Single by Mashd N Kutcher
- Released: 9 December 2015
- Length: 2:54
- Label: Parlophone
- Songwriter(s): Marc Costanzo; Gregg Diamond; Sam Littlemore;

Mashd N Kutcher singles chronology
| "No Way Out" (2015) | "My Sunshine" (2015) | "Pretend" (2017) |

Music video
- "My Sunshine" on YouTube

= My Sunshine (song) =

2015 single by Mashd N Kutcher

"My Sunshine" is a song by Australian duo Mashd N Kutcher, released in December 2015. The song samples Len's "Steal My Sunshine".
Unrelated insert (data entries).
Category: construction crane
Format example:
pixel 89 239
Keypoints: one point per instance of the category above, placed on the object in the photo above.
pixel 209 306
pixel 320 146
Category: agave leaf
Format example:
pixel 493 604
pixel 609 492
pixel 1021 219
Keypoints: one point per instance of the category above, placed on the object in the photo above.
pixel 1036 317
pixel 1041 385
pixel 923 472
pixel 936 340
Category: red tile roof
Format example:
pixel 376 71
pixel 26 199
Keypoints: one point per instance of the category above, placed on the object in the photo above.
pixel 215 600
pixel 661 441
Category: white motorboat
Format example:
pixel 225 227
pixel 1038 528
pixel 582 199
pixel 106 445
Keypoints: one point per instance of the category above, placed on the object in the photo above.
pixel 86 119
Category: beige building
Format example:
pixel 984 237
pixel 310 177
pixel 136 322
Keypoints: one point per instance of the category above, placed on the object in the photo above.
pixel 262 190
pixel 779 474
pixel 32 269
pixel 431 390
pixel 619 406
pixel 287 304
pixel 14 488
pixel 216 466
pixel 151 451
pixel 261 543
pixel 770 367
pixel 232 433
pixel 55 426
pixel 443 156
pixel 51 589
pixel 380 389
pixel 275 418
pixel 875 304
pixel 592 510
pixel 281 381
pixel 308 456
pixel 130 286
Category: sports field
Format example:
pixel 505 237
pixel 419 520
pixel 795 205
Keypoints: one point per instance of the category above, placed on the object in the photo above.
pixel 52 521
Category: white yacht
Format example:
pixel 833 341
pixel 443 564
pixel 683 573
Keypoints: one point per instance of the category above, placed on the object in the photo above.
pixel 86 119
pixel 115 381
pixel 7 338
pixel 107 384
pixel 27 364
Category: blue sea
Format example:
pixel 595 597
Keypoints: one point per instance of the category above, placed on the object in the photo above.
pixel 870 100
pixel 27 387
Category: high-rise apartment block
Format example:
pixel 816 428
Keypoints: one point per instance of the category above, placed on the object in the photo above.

It was the most played song on Australian radio in February 2016.

==Track listings==
1. "My Sunshine" - 2:54

Remixes
1. "My Sunshine" (Generik remix) - 4:39
2. "My Sunshine" (Tigerlily remix) - 4:52
3. "My Sunshine" (Matt Watkins remix) - 4:15

==Charts==
===Weekly charts===

| Chart (2015/16) | Peak position |
|---|---|
| Australia (ARIA) | 18 |

===Year-end charts===

| Chart (2016) | Position |
|---|---|
| Australian Artist (ARIA) | 31 |

==Certifications==

| Region | Certification | Certified units/sales |
| Australia (ARIA) | Gold | 35,000^{‡} |
^{‡} Sales+streaming figures based on certification alone.